The overall results of the procedure show amazing success. According to data collected by Guyuron and those he has trained in the procedure, of the 60% to 80% of migraine patients who respond favorably to the injection of Botox, 90% of those benefit from the migraine surgery. Over the past decade, four out of five patients who have undergone the surgery have a significant reduction—by half or more—in their symptoms. For one out of three patients, the migraines disappeared completely.

“This procedure is making its way into mainstream medicine,” Dr. Branch says. It’s starting to be taught in residency programs like Dartmouth-Hitchcock. Right now, as the only physician offering this in greater New England, Branch treats patients from near and far, one as young as 10 years old. They all seem to have the same reaction: extreme relief.

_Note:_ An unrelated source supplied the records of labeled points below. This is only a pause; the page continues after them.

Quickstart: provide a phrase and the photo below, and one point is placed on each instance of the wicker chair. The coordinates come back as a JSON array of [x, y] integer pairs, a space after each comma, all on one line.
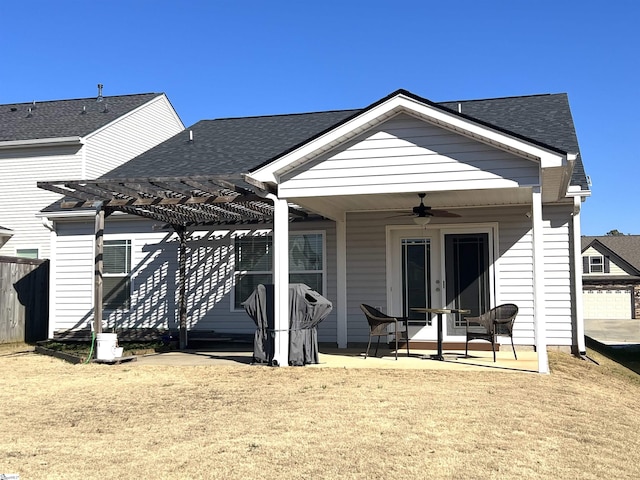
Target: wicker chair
[[497, 321], [378, 323]]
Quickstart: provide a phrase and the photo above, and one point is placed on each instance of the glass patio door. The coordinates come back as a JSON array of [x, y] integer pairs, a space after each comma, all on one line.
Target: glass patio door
[[467, 276]]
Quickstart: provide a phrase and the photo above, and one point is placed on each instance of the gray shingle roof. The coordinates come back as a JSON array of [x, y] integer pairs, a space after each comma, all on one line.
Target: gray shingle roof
[[627, 247], [235, 145], [64, 118]]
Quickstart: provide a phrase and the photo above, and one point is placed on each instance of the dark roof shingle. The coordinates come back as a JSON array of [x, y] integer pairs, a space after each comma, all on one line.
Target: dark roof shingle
[[627, 247], [237, 145]]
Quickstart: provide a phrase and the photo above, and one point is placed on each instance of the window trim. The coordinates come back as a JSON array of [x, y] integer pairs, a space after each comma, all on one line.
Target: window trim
[[128, 275], [323, 271], [592, 264], [28, 247]]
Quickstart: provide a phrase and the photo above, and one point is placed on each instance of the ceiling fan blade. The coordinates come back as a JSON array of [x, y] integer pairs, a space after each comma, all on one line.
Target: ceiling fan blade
[[443, 213]]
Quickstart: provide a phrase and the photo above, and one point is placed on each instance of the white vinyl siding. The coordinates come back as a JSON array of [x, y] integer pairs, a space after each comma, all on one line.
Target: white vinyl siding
[[22, 168], [130, 136], [154, 279], [405, 151], [366, 270], [557, 274], [21, 199]]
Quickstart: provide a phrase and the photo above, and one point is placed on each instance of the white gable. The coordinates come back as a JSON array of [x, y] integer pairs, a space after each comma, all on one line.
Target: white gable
[[403, 154]]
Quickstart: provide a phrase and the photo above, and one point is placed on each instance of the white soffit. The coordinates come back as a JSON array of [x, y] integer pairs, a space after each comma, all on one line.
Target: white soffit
[[404, 104]]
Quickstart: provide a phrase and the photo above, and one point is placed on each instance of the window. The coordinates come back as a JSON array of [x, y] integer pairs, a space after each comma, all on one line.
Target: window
[[116, 282], [254, 260], [27, 252], [596, 264]]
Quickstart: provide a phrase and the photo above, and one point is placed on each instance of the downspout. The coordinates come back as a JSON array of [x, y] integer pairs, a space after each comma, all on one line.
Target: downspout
[[98, 268], [341, 281], [53, 246], [577, 284], [280, 278], [539, 303]]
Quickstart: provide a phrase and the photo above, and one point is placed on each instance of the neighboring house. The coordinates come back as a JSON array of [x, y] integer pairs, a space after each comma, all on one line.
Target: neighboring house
[[335, 192], [72, 139], [611, 277]]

“I’ve done reconstructive breast surgery, and repaired severely damaged faces and hands,” Branch says, “but I’ve never known more grateful people than the migraine patients I’ve been able to help.”

Why aren’t migraine sufferers lining up for the surgery? For one thing, the procedure is still largely a secret, even by referring physicians. Another is that the majority of insurance companies do not cover the surgery or Botox injections, causing migraine sufferers to pony up the $3,500 to $16,000 on their own. (Despite the lobbying clout of pharmaceutical companies that supply migraine sufferers with billions of dollars in pain relievers each year, Branch believes migraine surgery will eventually be covered by most carriers.)

The selection process also takes some time. Patients must be seen by a neurologist and have a diagnosis of migraine disease to even be evaluated by Branch or his colleagues in other states. Testing must be done with follow-ups in six-week intervals until all the trigger zones are identified. Only then does surgery become an option.

But for Foley the pros of the surgery outweighed the cons. For the first week or so after her operation, Foley had minor headaches. But after that the pain was gone for good. “It was weird at first; it was a foreign feeling,” Foley says about living without migraine pain. The drastic positive changes in her life made the surgery worth it.

“I always tell people that Dr. Branch is my hero,” Foley says. “He gave me my life back.”